It’s fitting that the last Quad City Symphony Orchestra performance before the Covid shutdown was Verdi’s Requiem, a piece written in memory of a dear friend. The first Masterworks program to welcome a full-capacity audience since then (Oct. 2-3, 2021) will feature the classic Dvorak “New World” Symphony. It’s a whole new world for sure, as the pandemic lingers on.
This weekend’s concerts – featuring world-renowned pianist Garrick Ohlsson performing Samuel Barber’s Piano Concerto – will also include a Sunday afternoon in Centennial Hall (at Augustana College in Rock Island) for the first time since March 2020.
“It just made sense for us to do the whole season in the same manner, so we just did everything at the Adler,” executive director Brian Baxter said recently of the 2020-21 season in downtown Davenport. During this time half the concerts were performed without an audience and all were offered online for up to 30 days following.
Conductor and music director Mark Russell Smith said he and the orchestra are excited to return without audience capacity limits.
“To have people clapping and to turn around and not play in an empty hall, it’s very exciting,” Smith said. “Absolutely, with a potential full house and a lot more people, the energy is going to be really great. It’s going to be an electric evening, I really think so. People who will be there will be thrilled. I’m pretty confident. That’s the question – when are people going to feel comfortable coming out? It’s anybody’s guess. We’re hoping it’s sooner rather than later.”

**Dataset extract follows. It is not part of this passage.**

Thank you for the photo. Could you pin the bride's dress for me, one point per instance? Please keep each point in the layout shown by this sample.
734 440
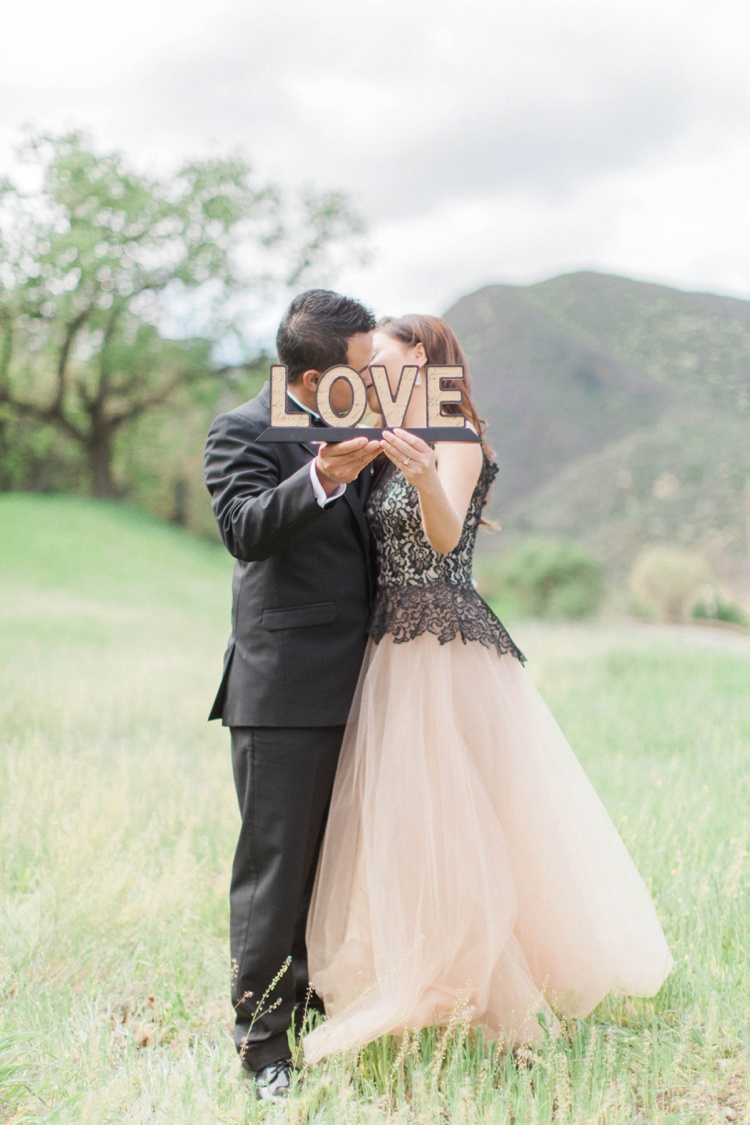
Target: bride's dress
468 869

The first concert, they purposely wanted “to start with a big bang,” Smith said. “And with one of the greatest pianists on Earth.”
The first Masterworks concerts of the 107th season will be Saturday, Oct. 2 at 7:30 p.m., and Sunday, Oct. 3 at 2 p.m., featuring acclaimed piano soloist Garrick Ohlsson. The program will be comprised of Dudley Buck’s Festival Overture on the American National Air, Barber’s Piano Concerto, Op. 38, and Antonin Dvorak’s Symphony No. 9, Op. 95, “From the New World.”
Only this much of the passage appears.